Answers to Exercises, Chapter 16
These are answers to the exercises in the 3rd edition of Digital Multimedia (published February 2009) only. Do not try to use them in conjunction with the 2nd edition.
Test Questions
Asymmetrical technologies such as ADSL are suitable for domestic Internet connections because most of the activities carried out by domestic users are themselves asymmetrical – that is, domestic Internet users download more data than they upload.
This is evident in the case of Web browsing, which is likely to be the most common Internet activity for the majority of domestic users. The upstream data consists of HTTP requests, which are typically short, since they only need to specify the location of the resource to be retrieved, and provide some information about the user agent and the types of data it will accept. The server's response, which goes in the downstream (relatively fast) direction contains all the data on the specified page, including images and sometimes bulky video files.
Similarly, when users download files, such as system updates, their requests are small, but the data coming back in response may be very large.
Email is an exception, since it is (ideally) fairly symmetrical – email messages are much the same length whether you send them or receive them. However, email messages are usually small, being mostly text, so the asymmetry is no great drawback. In practice, many of us receive far more email than we send, thanks to the unwelcome activities of spammers. Asymmetrical data connections at least ensure that this does not slow down our email too much.
The other exception is P2P file transfers, and asymmetrical connections are not really appropriate for that mode of interaction. We discuss this in the text. Despite the attention P2P networking receives, it remains a minority activity among domestic users, however.
An IP address is a set of numbers that identifies a host connected to the Internet. A transport address is an IP address augmented with a socket number so the difference between the two addresses lies in the presence of a socket number in the transport address.
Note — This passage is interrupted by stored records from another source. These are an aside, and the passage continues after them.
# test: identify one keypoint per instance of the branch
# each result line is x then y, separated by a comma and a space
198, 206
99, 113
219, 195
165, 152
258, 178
The fundamental reason for requiring both is that the IP address can be used to direct packets through the Internet to the host that is their destination, but the socket number is needed to ensure that each packet is passed to the appropriate server process at the destination – a host may be running several servers, each listening for requests on a different socket.
This begs the question of why we choose to disinguish between an IP address and a transport address. The transport address includes the IP address, so it would seem to be all that is required. This is the case, and the real distinction between the two types of address lies in the protocol layer at which each is used. Organizing protocols into a layered structure permits a separation of concerns between protocols at each layer. At the Internet layer, we are concerned with delivering datagrams to the correct host, so we only need an IP address. At the transport layer, we need to establish connections between specific application processes running on hosts. Establishing connections between processes requires the socket number to identify the process as well as the IP address to identify the host, hence at the transport layer, we need transport addresses.
- The purpose of a file transfer application is to copy files from one host to another. It is reasonable to expect that the copied file will be identical to the original. Therefore, no data can be lost during the transfer, which mean that such applications must indeed always run on top of a reliable transport protocol.
- The purpose of the timestamp, as explained on page 636, is to allow applications to synchronize separate RTP streams with different media types, such as a video stream and its accompanying soundtrack. The sequence numbers are used to record the order in which the packets in a data stream were sent, so that an application that receives the packets can ensure they are in the correct order or deal with packets that are out of sequence in some appropriate way. The sequence numbers are assigned to packets within a single stream, so they cannot be used to synchronize independent streams; that requires the use of timestamps.
Multicast is only beneficial if identical data streams are being sent to many destinations at the same time.
(a) Video on demand will not benefit. The main point of video on demand is to allow the consumer to decide when and what to watch, so many different video streams will be sent to people at many different times.
(b) Internet radio is an ideal application for multicasting. Following the model of traditional radio broadcasting, programs are sent out at a specific time, and many people may listen to them at the same time.
(c) Automatic distribution of system upgrades might, in theory, benefit from multicasting, but only if the system vendors were able to push upgrades to everybody at once. In practice, there are practical obstacles to this approach to system updating, such as ensuring that all systems that need updating are accessible at the time the update is transmitted. An even less tractable obstacle is people's natural preference for deciding for themselves whether and when to upgrade their own systems. Hence, in reality, this application is unlikely to benefit from multicasting.
(d) Online photo editing has none of the characteristics that would benefit from multicasting – individuals interact with their own photographs at random times, with data flowing to the server as well as from it.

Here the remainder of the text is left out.